Cutting Healthcare Costs by cutting administrative waste
CHICAGO, April 6 /PRNewswire/- The U.S. economy transmits over 18 billion electronic payments each year, yet approximately half of all healthcare financial transactions are still paper-based. Costs of paper, printing, postage and labor for manual processes in healthcare are estimated to add up to nearly $30 billion a year in waste(1).
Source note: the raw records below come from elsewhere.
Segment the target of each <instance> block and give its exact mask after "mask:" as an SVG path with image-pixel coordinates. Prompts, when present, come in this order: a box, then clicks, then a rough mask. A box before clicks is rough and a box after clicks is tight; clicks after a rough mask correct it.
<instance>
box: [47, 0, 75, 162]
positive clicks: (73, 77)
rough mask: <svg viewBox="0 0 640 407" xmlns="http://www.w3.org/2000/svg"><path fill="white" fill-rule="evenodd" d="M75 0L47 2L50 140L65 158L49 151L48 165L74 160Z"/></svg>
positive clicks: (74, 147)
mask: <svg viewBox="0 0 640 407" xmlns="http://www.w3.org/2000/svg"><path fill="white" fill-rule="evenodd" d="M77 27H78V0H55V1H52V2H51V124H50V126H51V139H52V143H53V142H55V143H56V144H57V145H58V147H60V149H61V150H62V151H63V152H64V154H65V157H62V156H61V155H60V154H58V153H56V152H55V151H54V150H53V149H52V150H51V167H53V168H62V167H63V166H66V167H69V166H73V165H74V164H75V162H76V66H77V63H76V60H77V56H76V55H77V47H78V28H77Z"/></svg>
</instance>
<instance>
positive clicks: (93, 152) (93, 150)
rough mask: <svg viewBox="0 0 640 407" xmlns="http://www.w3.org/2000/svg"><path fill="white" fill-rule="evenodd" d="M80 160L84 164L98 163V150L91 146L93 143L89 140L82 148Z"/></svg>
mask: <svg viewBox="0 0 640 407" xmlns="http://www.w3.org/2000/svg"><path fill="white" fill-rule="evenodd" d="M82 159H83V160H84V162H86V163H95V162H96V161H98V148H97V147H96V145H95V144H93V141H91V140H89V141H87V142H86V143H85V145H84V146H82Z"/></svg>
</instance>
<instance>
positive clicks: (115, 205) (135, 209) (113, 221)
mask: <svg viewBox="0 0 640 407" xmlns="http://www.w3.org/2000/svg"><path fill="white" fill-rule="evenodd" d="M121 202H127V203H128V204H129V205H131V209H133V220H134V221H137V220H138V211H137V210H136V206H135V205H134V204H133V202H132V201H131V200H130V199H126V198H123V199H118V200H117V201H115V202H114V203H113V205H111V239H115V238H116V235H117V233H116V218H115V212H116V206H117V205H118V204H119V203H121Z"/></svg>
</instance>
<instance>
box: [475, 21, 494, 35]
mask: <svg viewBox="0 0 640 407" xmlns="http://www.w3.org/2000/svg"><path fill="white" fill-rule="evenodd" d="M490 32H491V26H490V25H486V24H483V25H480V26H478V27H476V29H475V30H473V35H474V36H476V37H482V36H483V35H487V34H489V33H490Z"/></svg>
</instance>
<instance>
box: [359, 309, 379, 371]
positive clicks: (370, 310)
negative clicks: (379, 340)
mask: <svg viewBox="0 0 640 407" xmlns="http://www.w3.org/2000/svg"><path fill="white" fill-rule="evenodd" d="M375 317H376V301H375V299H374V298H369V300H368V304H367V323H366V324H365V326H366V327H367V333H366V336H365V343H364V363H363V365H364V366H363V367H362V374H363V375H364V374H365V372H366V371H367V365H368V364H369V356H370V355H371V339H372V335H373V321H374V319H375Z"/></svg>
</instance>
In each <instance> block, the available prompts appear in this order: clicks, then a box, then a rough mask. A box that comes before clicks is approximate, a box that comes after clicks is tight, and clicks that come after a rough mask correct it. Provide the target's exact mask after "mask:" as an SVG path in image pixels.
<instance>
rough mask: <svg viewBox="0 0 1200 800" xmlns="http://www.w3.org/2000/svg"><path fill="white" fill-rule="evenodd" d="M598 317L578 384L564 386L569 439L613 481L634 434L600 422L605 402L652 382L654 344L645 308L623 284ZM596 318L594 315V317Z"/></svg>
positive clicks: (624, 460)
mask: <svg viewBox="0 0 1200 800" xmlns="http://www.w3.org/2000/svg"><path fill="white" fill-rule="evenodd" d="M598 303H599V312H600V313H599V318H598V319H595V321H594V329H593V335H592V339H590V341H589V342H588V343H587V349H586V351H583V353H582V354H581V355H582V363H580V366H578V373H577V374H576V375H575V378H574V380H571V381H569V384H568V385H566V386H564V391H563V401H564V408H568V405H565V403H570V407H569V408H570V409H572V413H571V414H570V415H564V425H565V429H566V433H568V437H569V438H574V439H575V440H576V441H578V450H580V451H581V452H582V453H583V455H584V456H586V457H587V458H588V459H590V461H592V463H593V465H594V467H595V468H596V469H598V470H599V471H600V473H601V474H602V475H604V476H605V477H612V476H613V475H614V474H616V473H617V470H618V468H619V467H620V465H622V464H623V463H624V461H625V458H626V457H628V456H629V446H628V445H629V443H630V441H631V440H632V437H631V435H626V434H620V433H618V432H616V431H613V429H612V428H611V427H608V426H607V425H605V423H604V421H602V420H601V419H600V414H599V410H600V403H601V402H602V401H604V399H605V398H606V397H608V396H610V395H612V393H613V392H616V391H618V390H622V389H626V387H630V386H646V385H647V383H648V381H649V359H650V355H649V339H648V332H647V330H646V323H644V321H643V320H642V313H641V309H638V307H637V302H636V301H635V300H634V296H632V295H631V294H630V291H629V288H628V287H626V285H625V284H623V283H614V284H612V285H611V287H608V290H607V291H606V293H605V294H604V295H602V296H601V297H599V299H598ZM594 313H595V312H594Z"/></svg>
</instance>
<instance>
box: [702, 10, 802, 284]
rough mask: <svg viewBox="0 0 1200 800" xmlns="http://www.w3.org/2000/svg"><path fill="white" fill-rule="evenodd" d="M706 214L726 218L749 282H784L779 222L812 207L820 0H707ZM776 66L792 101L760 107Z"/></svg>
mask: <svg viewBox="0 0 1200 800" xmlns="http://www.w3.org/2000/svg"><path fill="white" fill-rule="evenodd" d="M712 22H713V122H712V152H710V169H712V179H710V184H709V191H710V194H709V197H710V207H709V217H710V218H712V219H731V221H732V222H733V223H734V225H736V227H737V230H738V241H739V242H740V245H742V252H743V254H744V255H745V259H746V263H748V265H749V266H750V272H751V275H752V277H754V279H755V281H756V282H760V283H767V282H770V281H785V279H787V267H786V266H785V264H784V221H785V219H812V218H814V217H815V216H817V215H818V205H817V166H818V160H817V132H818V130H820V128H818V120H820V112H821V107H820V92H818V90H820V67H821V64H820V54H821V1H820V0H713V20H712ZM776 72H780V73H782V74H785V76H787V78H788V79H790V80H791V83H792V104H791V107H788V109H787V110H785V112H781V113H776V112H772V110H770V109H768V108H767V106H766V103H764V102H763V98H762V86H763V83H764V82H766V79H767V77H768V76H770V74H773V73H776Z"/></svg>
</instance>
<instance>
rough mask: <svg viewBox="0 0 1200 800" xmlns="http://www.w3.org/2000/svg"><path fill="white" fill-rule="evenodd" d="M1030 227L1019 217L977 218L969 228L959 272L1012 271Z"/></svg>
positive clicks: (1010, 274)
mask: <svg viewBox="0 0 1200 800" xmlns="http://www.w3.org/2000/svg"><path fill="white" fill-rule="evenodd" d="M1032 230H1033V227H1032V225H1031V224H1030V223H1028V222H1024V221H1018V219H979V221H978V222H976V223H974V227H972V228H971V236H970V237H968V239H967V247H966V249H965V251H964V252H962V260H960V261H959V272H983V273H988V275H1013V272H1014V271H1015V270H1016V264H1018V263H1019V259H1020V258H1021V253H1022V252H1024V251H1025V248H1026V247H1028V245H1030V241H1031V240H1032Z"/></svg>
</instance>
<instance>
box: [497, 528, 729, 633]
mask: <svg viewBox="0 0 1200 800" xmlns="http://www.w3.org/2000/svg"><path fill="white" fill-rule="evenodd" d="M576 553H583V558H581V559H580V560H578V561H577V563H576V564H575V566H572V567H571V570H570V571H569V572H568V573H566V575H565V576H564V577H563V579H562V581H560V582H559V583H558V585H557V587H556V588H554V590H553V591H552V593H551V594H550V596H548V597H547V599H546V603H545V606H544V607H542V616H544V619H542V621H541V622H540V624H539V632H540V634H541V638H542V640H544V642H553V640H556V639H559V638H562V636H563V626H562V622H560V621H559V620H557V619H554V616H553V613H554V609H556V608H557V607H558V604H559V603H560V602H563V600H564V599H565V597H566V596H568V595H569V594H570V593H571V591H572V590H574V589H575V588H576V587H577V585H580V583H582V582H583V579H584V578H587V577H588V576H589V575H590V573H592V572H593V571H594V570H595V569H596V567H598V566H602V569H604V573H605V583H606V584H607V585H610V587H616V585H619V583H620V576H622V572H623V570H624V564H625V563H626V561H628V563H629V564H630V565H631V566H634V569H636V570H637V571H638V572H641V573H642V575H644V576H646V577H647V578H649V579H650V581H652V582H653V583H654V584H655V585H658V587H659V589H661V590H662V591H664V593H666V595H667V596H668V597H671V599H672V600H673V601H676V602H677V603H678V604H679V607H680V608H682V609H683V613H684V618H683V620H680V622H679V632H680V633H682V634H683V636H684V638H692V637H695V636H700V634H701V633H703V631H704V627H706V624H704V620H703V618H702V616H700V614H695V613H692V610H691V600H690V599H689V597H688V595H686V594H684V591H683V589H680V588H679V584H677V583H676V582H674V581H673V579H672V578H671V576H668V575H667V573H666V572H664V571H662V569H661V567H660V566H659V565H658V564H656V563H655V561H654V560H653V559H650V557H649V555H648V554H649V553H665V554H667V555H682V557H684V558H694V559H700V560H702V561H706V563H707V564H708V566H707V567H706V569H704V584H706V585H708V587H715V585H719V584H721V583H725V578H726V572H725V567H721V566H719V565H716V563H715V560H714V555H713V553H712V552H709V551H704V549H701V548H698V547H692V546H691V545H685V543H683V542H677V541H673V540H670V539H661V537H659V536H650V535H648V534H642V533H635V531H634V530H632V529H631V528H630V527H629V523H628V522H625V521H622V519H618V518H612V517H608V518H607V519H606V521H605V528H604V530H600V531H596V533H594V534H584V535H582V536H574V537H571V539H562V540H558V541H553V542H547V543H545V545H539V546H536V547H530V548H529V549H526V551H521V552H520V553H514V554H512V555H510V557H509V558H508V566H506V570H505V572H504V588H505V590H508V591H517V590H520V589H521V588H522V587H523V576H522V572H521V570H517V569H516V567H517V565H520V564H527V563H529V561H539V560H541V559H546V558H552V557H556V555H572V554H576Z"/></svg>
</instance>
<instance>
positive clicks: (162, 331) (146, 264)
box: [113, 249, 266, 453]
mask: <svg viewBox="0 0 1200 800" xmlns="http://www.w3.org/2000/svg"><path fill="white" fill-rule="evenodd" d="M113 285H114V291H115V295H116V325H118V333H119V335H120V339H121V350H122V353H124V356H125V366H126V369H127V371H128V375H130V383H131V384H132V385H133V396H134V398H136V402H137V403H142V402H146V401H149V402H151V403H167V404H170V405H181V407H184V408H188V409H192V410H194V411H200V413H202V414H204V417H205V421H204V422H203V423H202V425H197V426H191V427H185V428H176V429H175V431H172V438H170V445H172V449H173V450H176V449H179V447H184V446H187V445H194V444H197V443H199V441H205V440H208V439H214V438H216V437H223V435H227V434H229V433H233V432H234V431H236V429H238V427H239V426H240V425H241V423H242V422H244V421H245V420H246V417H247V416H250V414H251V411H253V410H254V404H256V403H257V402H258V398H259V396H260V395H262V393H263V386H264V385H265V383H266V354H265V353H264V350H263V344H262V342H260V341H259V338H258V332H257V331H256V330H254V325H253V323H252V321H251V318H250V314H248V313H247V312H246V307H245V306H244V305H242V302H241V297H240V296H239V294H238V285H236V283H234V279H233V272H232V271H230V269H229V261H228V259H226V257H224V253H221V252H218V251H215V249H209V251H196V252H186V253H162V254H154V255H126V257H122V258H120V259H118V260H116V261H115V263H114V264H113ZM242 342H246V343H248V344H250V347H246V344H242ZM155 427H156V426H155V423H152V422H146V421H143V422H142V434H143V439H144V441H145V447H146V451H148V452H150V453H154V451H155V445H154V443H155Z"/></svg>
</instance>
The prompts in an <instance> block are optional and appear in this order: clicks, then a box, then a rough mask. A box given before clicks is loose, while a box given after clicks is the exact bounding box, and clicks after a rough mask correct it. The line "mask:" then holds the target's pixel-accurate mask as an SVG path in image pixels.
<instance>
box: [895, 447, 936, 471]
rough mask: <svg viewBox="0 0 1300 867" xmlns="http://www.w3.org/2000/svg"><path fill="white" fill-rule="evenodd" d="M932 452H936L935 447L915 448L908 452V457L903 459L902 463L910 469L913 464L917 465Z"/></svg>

As healthcare reforms are considered in Washington and in all 50 states, administrative savings represent a bright spot- low-hanging fruit- that could help pay for longer-term reforms.
To help inform this dialogue, Emdeon, in cooperation with the Center for Health Transformation, today unveiled an important white paper at the HIMSS 2009 Annual Conference. The white paper, "Taking the Paper Out of Paperwork: How Electronic Administration Can Save The U.S. Health System Billions," looks at the gaps in the industry that keep it dependent on manual processing- and offers practical steps for breaking this costly and inefficient cycle.
"In these trying economic times, combined with the specter of unsustainable spending, Medicare insolvency and runaway growth in Medicaid, we must find those IT solutions that can not only save lives but can also lower costs," said Former House Speaker Newt Gingrich, founder of the Center for Health Transformation.
The white paper provides a step-by-step roadmap for both payers and providers and highlights best practices that are delivering tangible results today. This pragmatic approach leverages technology and infrastructure that already exist- and provides a vision for a new kind of industry collaboration.
"It's not about infrastructure," says George Lazenby, chief executive officer of Emdeon. "The infrastructure is there, and the technology exists. All the constituents are looking for ways to optimize their business processes."
Among the barriers cited are lack of integration, lack of complete standards, competing priorities between stakeholders and a perceived lack of value to healthcare providers.
"We see higher adoption of electronic healthcare transactions when they meet the needs of both providers and payers," said Lazenby. "It's about making the information available at the point where decisions need to be made."
Recommendations outlined in the white paper include:
For Payers
• Develop and pilot reimbursement programs that reward quality healthcare practice and results, including electronic information exchange
• Ensure all future information technology development is done according to industry standards
• Collaborate around multi-payer functionality understanding that providers want a single resource for interacting with health plans

For Providers
• Keep abreast of federal funding opportunities for health information technology
• Include process re-engineering for an electronic end-to-end eligibility, claims and payment process in electronic medical record (EMR)implementation strategies
• Work with medical societies and specialty groups to advance national standardization goals

About Emdeon
Emdeon is a leading provider of revenue and payment cycle solutions that connect payers, providers and patients to integrate and automate key business and administrative functions throughout the patient encounter. Through the use of Emdeon's comprehensive suite of products and services, its customers are able to improve efficiency, reduce costs, increase cash flow and more efficiently manage the complex revenue and payment cycle process. Emdeon is owned by General Atlantic LLC and Hellman & Friedman LLC. For more information, visit www.emdeon.com.

Link to the white paper:
http://www.emdeon.com/pdfs/TakingPaperOutofPaperwork.pdf

(1) National Automated Clearinghouse Association, ACH 2007 Volumes, May 19, 2008; U.S. Healthcare Efficiency Indes™, www.ushealthcareindex.com February 2, 2009.